Clinging Tightly (High Contrast)
Letting Go (Subtle Darker)
Visualizing the rigid adherence to the known via CSS filters.
The Safety of the Bubble
However, there is a point where the raft starts to feel like a cage. You see it in the eyes of the younger travelers in the group, the ones who look at the door every time it opens, catching a glimpse of the neon lights and the smell of roasting meats and diesel fumes outside. They want to leave the Dubliner. They want to find the Bucharest that isn’t trying to be Ireland or America. They want the friction of not knowing what the menu says. This is where the service industry usually fails the traveler. Most agencies sell you the safety of the bubble. They promise you a ‘home away from home,’ which is a phrase that should be a warning, not a selling point. If I wanted to be at home, I would have stayed on my couch and saved $1006.
For those who are ready to break the cycle of the ‘Irish Pub in Romania,’ there are organizations like
that specialize in popping that bubble, guiding people toward the authentic chaos of the city rather than the curated safety of the familiar.
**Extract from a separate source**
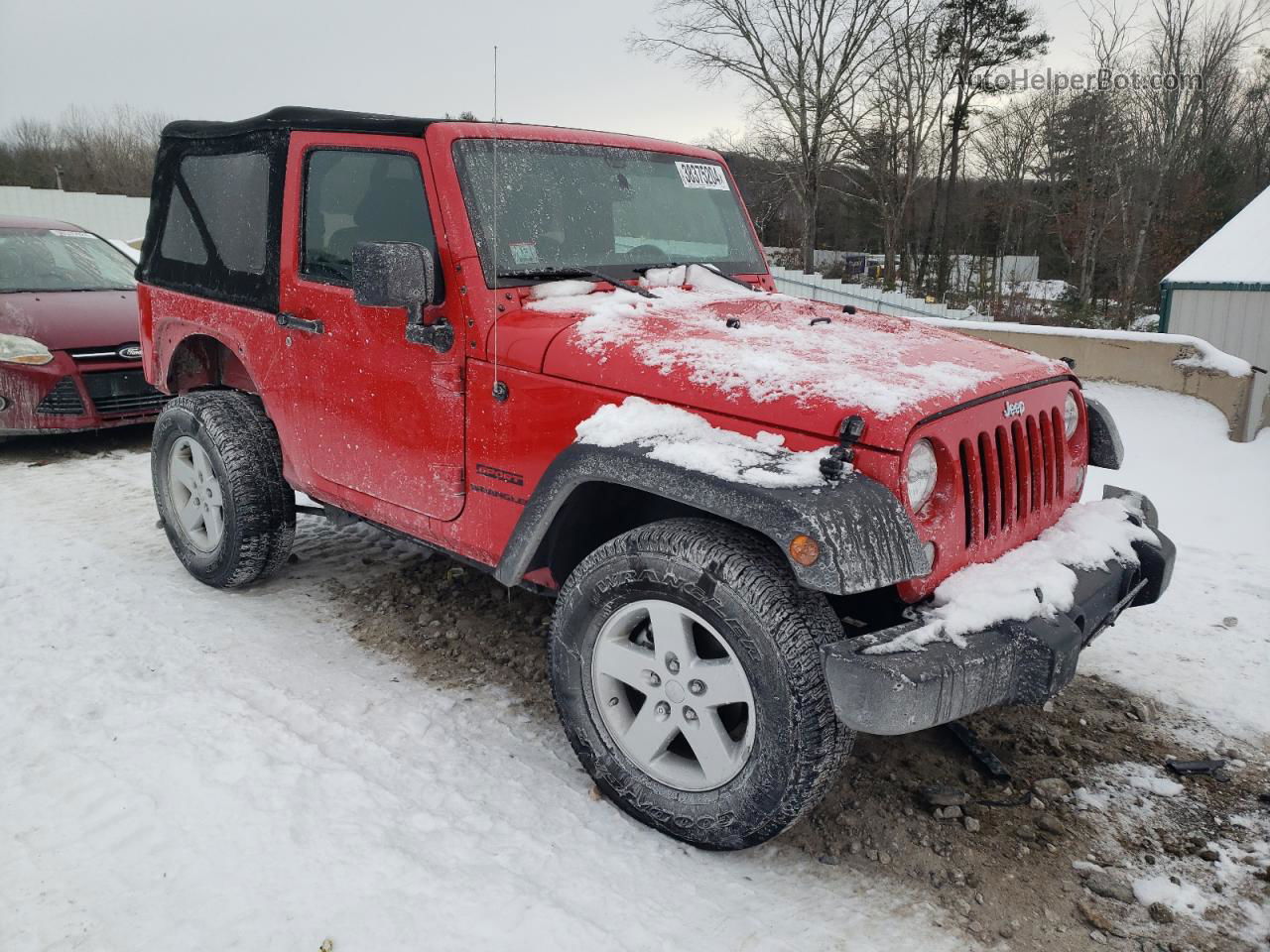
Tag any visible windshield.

The Courage to Be Uncomfortable
New Knowledge
Knowing ‘Epi-tome’
World View
Series of small shifts
Soul Growth
Away from the warm cave
The 2:16 AM Exit
I watched the Ohio group leave around 2:16 AM. They were loud, happy, and remarkably unchanged. They had spent 6 hours in Bucharest and had learned exactly nothing about it. They had essentially spent $2,306 to have a slightly more expensive version of a night they could have had in Columbus.
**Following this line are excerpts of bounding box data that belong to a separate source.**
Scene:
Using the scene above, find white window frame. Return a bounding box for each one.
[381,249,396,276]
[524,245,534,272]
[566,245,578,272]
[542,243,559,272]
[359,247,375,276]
Group Transformation Index
46 Seconds of Awareness
Most of the experience remained within the familiar comfort zone (95%).
As they stumbled out into the cool air of the Old Town, I saw one of them stop. He looked up at the intricate, crumbling carvings on the building across the street. For 46 seconds, he was silent. He wasn’t looking at a screen. He wasn’t talking to his friends. He was just… there. In Bucharest. The [indistinct chatter] of his group faded as they walked toward their hotel, but he stayed a moment longer, breathing in the scent of a city that has survived empires and dictators.
Lowering the Drawbridge
We fly 2,000 miles to find an Irish pub because we are afraid of that silence. We are afraid of the 46 seconds where we might realize that our lives back home are small, or that our habits are arbitrary. The generic pub is a fortress against the realization of our own insignificance.
But if you can lower the drawbridge…
But if you can lower the drawbridge, even just for a night, the city will rush in. It will be messy. It will be loud. You might pronounce the names of the streets wrong for 56 years. You might find yourself in a bar where no one speaks your language and the music sounds like a heartbeat and a car crash at the same time.
The Precision of the Unknown
Is that why we travel? Or do we travel to confirm that the world is as small as we want it to be? I think back to my captions. If I were captioning this life, I’d want more than just [pop music playing]. I’d want [the sound of a world breaking open]. I’d want the precision of the unknown.
The men from Ohio are gone now, back to their hotel rooms with 106 unread emails and dreams of the Midwest. The Dubliner is closing its doors, the 16 TVs going dark one by one. Outside, the real city is just hitting its stride. There is a party in a converted warehouse 16 blocks from here where the walls are sweating and the history of the Balkans is being remixed into a techno beat.
It’s not safe. It’s not familiar. It’s not Irish. And it is exactly why we should be here.